Wilson Oliver J, Bradley Helen, Shaw Christopher S, Wagenmakers Anton J M
Exercise Metabolism Research Group, School of Sport and Exercise Sciences, University of Birmingham, Edgbaston, Birmingham, B15 2TT, UK.
Histochem Cell Biol. 2014 Sep;142(3):245-56. doi: 10.1007/s00418-014-1212-3. Epub 2014 Mar 27.

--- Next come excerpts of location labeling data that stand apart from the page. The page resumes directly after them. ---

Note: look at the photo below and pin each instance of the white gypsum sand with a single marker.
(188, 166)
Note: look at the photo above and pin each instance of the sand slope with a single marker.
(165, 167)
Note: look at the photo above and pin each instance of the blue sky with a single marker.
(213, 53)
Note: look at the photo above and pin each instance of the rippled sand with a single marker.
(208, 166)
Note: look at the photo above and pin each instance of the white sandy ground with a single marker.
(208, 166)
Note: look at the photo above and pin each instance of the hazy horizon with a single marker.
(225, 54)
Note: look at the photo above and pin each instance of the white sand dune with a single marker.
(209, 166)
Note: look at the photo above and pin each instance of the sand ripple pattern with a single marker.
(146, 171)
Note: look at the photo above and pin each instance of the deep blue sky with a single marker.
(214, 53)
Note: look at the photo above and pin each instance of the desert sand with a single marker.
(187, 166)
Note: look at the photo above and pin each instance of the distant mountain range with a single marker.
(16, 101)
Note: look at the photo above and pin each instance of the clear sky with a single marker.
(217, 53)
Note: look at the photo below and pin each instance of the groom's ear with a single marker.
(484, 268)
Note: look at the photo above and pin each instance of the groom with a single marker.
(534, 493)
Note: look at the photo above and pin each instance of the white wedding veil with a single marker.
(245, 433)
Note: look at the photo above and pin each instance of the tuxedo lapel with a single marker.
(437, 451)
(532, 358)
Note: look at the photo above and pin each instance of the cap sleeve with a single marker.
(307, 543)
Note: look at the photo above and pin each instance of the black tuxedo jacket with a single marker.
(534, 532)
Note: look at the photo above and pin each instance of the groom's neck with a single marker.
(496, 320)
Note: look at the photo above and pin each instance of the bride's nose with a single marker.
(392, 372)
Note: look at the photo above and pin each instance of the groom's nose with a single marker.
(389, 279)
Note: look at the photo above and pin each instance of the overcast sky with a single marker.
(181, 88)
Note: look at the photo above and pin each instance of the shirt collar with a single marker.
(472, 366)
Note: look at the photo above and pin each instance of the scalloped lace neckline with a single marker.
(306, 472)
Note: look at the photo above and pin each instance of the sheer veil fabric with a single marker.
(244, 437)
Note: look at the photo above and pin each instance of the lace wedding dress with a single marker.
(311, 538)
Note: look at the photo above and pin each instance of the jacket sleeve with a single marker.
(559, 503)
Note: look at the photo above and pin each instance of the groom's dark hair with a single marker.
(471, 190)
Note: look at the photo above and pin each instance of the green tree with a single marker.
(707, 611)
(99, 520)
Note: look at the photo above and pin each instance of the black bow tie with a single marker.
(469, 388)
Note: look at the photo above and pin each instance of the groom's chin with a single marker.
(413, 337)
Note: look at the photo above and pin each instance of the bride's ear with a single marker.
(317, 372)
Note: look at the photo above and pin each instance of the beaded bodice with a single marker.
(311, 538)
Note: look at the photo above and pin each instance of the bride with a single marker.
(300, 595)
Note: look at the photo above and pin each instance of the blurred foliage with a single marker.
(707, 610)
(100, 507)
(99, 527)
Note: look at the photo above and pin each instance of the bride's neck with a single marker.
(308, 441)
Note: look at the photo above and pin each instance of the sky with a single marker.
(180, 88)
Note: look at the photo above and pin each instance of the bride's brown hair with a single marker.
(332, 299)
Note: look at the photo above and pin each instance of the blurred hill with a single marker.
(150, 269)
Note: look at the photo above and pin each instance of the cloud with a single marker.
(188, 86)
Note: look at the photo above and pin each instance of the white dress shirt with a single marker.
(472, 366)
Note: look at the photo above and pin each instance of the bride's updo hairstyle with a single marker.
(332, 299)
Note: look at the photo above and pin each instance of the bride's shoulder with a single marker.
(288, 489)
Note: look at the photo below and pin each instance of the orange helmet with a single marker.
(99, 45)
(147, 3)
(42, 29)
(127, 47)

Focal adhesion kinase (FAK) and paxillin are functionally linked hormonal- and mechano-sensitive proteins. We aimed to describe paxillin's subcellular distribution using widefield and confocal immunofluorescence microscopy and test the hypothesis that FAK and paxillin colocalise in human skeletal muscle and its associated microvasculature. Percutaneous muscle biopsies were collected from the m. vastus lateralis of seven healthy males, and 5-μm cryosections were stained with anti-paxillin co-incubated with anti-dystrophin to identify the sarcolemma, anti-myosin heavy chain type I for fibre-type differentiation, anti-dihydropyridine receptor to identify T-tubules, lectin UEA-I to identify the endothelium of microvessels and anti-α-smooth muscle actin to identify vascular smooth muscle cells (VSMC). Colocalisation of anti-paxillin with anti-dystrophin or anti-FAK was quantified using Pearson's correlation coefficient on confocal microscopy images. Paxillin was primarily present in (sub)sarcolemmal regions of skeletal muscle fibres where it colocalised with dystrophin (r = 0.414 ± 0.026). The (sub)sarcolemmal paxillin immunofluorescence intensity was ~2.4-fold higher than in sarcoplasmic regions (P < 0.001) with sarcoplasmic paxillin immunofluorescence intensity ~10 % higher in type I than in type II fibres (P < 0.01). In some longitudinally orientated fibres, paxillin formed striations that corresponded to the I-band region. Paxillin immunostaining was highest in endothelial and VSMC and distributed heterogeneously in both cell types. FAK and paxillin colocalised at (sub)sarcolemmal regions and within the microvasculature (r = 0.367 ± 0.036). The first images of paxillin in human skeletal muscle suggest paxillin is present in (sub)sarcolemmal and I-band regions of muscle fibres and within the microvascular endothelium and VSMC. Colocalisation of FAK and paxillin supports their suggested role in hormonal and mechano-sensitive signalling.
粘着斑激酶(FAK)和桩蛋白是功能上相关的激素敏感和机械敏感蛋白。我们旨在使用宽场和共聚焦免疫荧光显微镜描述桩蛋白的亚细胞分布,并验证FAK和桩蛋白在人类骨骼肌及其相关微血管中共定位的假设。从7名健康男性的股外侧肌采集经皮肌肉活检样本,将5μm厚的冰冻切片用抗桩蛋白染色,并与抗肌营养不良蛋白共同孵育以识别肌膜,用抗I型肌球蛋白重链进行纤维类型分化鉴定,用抗二氢吡啶受体识别T小管,用凝集素UEA-I识别微血管内皮,用抗α-平滑肌肌动蛋白识别血管平滑肌细胞(VSMC)。在共聚焦显微镜图像上,使用皮尔逊相关系数对抗桩蛋白与抗肌营养不良蛋白或抗FAK的共定位进行定量分析。桩蛋白主要存在于骨骼肌纤维的(亚)肌膜区域,在该区域它与肌营养不良蛋白共定位(r = 0.414 ± 0.026)。(亚)肌膜桩蛋白免疫荧光强度比肌浆区域高约2.4倍(P < 0.001),I型纤维中肌浆桩蛋白免疫荧光强度比II型纤维高约10%(P < 0.01)。在一些纵向排列的纤维中,桩蛋白形成与I带区域相对应的条纹。桩蛋白免疫染色在内皮细胞和VSMC中最高,且在两种细胞类型中分布不均一。FAK和桩蛋白在(亚)肌膜区域和微血管内共定位(r = 0.367 ± 0.036)。人类骨骼肌中桩蛋白的首张图像表明,桩蛋白存在于肌纤维的(亚)肌膜和I带区域以及微血管内皮和VSMC内。FAK和桩蛋白的共定位支持了它们在激素和机械敏感信号传导中所暗示的作用。